The k-means clustering algorithm [47] is applied, and the top k sentences nearest to the cluster center are chosen for initial human annotation. We use the elbow method [48] to find the number of clusters (which represents the number of distinct topics in the corpus).

Medical experts annotate selected sentences.

The algorithm reranks all sentences based on the distribution of labels within clusters.

Medical experts annotate sentences from the top of the ranking, triggering another reranking procedure.

The general idea behind reranking is presented in Figure 3.

Figure 3

Sentence reranking: general idea.

Step 4 is crucial to the method. First, we find clusters with a large proportion of labeled noncredible statements. During initial iterations of the method, only a small fraction of sentences are manually labeled, but the clustering step groups semantically similar sentences; therefore, we expect that many sentences belonging to a cluster with predominantly noncredible labels also would turn out to be noncredible. In step 5, more sentences are manually labeled, providing a better approximation of the true distribution of labels within clusters. By repeating steps 4 and 5, we annotate more and more sentences, prioritizing the annotation of noncredible sentences.

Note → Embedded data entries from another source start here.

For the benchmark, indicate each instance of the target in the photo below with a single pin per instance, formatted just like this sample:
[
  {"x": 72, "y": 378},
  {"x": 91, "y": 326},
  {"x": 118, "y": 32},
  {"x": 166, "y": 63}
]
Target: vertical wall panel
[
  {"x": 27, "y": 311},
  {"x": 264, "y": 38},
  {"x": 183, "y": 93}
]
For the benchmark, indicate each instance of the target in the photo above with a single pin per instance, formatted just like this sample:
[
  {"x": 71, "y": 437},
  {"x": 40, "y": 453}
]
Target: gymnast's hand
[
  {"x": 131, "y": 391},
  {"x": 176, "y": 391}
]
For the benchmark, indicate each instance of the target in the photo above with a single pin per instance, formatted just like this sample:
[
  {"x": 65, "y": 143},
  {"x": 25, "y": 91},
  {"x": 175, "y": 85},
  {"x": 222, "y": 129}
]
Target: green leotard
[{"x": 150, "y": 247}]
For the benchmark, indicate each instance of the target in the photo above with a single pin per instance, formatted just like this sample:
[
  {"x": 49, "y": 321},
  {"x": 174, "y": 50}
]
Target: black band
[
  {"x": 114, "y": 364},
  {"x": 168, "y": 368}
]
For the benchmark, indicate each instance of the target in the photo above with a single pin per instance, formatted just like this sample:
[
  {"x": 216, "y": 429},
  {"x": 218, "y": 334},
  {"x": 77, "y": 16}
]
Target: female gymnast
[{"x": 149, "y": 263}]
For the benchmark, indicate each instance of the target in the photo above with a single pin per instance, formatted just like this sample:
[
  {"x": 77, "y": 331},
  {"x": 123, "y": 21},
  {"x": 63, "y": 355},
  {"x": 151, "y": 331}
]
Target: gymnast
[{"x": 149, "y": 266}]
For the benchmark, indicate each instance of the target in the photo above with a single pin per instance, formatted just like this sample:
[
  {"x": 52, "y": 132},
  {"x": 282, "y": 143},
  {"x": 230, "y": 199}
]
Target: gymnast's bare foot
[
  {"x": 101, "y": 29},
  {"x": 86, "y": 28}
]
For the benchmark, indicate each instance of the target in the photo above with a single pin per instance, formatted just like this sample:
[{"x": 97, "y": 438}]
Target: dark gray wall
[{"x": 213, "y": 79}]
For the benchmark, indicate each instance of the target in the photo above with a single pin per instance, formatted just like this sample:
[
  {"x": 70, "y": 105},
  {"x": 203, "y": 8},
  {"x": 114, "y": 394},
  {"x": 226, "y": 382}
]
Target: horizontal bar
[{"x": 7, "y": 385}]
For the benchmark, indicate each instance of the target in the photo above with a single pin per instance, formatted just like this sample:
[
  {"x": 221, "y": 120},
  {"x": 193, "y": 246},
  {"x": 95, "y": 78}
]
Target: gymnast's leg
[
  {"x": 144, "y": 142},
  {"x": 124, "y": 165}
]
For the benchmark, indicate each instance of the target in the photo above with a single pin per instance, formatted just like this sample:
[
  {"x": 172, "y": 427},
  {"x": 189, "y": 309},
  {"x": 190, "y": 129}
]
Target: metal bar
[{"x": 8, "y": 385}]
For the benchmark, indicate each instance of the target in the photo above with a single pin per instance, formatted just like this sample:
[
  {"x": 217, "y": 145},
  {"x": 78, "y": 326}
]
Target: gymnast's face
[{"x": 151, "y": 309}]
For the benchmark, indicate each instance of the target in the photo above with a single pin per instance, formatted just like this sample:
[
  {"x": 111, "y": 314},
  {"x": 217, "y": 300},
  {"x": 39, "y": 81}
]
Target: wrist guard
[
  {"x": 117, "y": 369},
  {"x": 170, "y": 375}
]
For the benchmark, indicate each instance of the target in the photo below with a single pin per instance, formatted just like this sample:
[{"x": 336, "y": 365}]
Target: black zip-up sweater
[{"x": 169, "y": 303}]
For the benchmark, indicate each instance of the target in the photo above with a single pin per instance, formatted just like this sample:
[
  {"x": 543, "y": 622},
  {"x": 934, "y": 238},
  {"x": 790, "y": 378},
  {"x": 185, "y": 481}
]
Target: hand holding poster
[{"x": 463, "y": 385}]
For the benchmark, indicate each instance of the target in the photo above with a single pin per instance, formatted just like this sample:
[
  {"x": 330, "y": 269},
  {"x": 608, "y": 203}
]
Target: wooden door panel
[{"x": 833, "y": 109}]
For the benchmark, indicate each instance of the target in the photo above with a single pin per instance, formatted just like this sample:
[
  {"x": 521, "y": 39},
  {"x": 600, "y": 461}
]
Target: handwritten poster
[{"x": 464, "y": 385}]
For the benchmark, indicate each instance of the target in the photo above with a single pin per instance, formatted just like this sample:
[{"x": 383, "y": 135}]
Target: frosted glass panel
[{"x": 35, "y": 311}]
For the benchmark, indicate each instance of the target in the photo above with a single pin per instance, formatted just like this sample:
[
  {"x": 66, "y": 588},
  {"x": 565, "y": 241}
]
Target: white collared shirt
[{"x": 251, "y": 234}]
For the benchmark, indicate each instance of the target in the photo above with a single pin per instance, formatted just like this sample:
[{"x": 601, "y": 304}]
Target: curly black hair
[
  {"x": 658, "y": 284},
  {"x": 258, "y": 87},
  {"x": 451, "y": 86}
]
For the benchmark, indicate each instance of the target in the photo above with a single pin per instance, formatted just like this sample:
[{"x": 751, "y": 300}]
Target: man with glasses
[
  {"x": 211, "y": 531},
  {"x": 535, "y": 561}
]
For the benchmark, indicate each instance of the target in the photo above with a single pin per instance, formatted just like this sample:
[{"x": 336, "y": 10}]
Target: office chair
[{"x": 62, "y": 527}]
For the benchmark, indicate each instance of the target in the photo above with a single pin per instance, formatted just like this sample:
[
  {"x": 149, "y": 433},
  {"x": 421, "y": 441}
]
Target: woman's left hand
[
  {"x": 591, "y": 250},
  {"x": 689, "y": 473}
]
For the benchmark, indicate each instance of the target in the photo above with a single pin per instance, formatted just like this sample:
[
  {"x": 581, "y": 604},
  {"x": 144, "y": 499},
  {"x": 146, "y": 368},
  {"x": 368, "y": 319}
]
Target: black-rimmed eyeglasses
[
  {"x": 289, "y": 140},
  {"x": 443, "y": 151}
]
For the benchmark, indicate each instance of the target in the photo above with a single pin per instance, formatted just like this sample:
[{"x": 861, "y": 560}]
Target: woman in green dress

For sentence embeddings computations, we use the sBERT modification Robustly Optimized BERT Pretraining Approach where embeddings are calculated based on the same model as BERT but with slightly different training objectives and hyperparameters [49]. We also use a simple preprocessing technique where we subtract the mean and exclude the first principal component from each embedding vector [50,51] (principal component analysis transformation). The assumption behind this step is that the first principal component encodes syntactic rules of the grammar of the sentences without contributing to their semantics. The removal of the first component strips sentence vectors of grammar and leaves only the part of the vector where the meaning is encoded.

Figure 4 presents the overview of the sentence processing pipeline.

Figure 4

Processing pipeline. PCA: principal component analysis; RoBERTa: Robustly Optimized Bidirectional Encoder Representations from Transformers Pretraining Approach.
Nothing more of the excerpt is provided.